= Claus Helmut Drese =

German Opera and theatre manager (1922–2011)

Claus Helmut Drese (25 December 1922, in Aachen - 10 February 2011, in Horgen, Switzerland) was a German opera and theatre administrator, and author.

==Early career==
Drese began his career as a dramaturg at the Marburger Schauspielhaus in 1946. From 1952 to 1959, he was chief dramaturg and director at the Mannheim National Theatre. He was a theatre director in Heidelberg from 1959 to 1962. From 1962 to 1968, he was director of the Hessisches Staatstheater Wiesbaden and gained prominence by inviting several theatre companies from Eastern Europe to the Internationale Maifestspiele Wiesbaden. In 1968, he became Generalintendant for opera and theatre in Cologne. There, he first collaborated with Jean-Pierre Ponnelle. In 1975, he became artistic director of the Zurich Opera House, where his achievements included productions of Monteverdi's operas conducted by Nikolaus Harnoncourt and staged by Ponnelle.

==Vienna State Opera==
In 1984, Austrian culture minister Helmut Zilk designated Drese as director of the Vienna State Opera in Vienna. Drese began his tenure in 1986 and chose Claudio Abbado as the State Opera's music director. In the following five years, the State Opera experienced a very fruitful period. Abbado conducted both new productions and revivals, among them Un ballo in maschera (staged by Gianfranco de Bosio, designed by Emmanuele Luzzati), L'Italiana in Algeri (staged and designed by Ponnelle), Carmen (revival of the 1978 Franco Zeffirelli-production), Pelléas et Mélisande (staged by Antoine Vitez and designed by Yannis Kokkos), Il viaggio a Reims (staged by Luca Ronconi and designed by Gae Aulenti), Don Carlo (staged and designed by Pier Luigi Pizzi), Don Giovanni (staged by Luc Bondy, with Ruggero Raimondi as the Don), Le nozze di Figaro (staged by Jonathan Miller). Drese initiated cycle of all the major Mozart-operas.

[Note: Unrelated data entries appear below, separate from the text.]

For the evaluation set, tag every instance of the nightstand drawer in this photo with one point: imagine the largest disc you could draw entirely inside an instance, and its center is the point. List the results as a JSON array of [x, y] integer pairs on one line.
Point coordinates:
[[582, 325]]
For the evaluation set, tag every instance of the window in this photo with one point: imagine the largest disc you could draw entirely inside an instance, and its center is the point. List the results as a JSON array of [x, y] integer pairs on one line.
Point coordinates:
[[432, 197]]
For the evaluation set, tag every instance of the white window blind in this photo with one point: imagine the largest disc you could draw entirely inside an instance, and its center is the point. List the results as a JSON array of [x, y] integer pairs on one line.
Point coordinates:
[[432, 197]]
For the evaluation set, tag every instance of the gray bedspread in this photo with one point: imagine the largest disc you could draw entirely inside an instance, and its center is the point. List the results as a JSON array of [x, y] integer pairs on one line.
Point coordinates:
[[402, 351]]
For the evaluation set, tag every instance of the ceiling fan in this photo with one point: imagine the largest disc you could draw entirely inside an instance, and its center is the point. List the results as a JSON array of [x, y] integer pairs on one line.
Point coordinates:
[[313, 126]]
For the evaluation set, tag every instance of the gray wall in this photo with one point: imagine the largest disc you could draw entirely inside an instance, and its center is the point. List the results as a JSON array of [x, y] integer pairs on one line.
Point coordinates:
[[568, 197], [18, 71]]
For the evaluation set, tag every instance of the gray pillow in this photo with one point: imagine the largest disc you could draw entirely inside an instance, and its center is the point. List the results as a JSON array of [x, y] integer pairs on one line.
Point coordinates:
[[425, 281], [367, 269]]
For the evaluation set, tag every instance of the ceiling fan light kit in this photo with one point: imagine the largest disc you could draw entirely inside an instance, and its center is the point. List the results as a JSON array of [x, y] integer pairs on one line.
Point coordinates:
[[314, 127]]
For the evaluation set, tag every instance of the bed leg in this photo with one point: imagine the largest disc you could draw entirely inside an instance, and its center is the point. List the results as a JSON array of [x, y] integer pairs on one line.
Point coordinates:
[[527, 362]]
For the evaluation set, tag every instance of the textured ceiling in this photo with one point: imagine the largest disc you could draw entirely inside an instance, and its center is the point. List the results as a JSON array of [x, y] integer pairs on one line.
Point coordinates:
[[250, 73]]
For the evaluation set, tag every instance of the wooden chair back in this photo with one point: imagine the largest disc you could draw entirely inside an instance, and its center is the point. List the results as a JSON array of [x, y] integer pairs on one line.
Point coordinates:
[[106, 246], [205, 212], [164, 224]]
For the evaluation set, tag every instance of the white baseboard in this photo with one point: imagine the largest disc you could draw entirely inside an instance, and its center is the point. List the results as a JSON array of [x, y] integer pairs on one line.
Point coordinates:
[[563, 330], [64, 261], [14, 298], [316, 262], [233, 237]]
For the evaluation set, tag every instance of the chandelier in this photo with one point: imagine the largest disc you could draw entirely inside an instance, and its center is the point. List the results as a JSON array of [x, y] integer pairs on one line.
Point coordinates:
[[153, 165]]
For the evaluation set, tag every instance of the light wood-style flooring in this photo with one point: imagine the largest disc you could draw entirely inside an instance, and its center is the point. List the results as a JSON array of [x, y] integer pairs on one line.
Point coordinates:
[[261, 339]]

Drese also engaged conductors who had never conducted at the State Opera before, such as Harnoncourt (Idomeneo in 1987, followed by Die Zauberflöte staged by Otto Schenk in 1988, Die Entführung aus dem Serail and Così fan tutte in 1989), Colin Davis (Werther staged by Pierluigi Samaritani), Die Meistersinger von Nürnberg), Seiji Ozawa (Eugene Onegin in 1988; a critically acclaimed production with Mirella Freni and Nicolai Ghiaurov).

==Criticism, dismissal and aftermath==
Though Drese's term was internationally acknowledged as a very successful one, he received criticism for aspects of his work, such as excessive expenditure on 'star' opera singers. In June 1988, just days after the acclaimed first night of Pellèas et Mélisande, then Social Democratic culture minister Hilde Hawlicek met with Drese. She told him that his contract was not to be extended after 1991 and presented him his successors, Eberhard Wächter and Ioan Holender. Drese contemplated about resigning immediately, but finally chose to fulfill his contract. His final premiere in June 1991 was Der ferne Klang by Franz Schreker, conducted by Gerd Albrecht and staged by Jürgen Flimm. Ultimately, Drese's ideas to secure the State Opera's independence from the other state theatres were realized years later by his successor Holender, in addition to his idea of establishing longer running series of performances.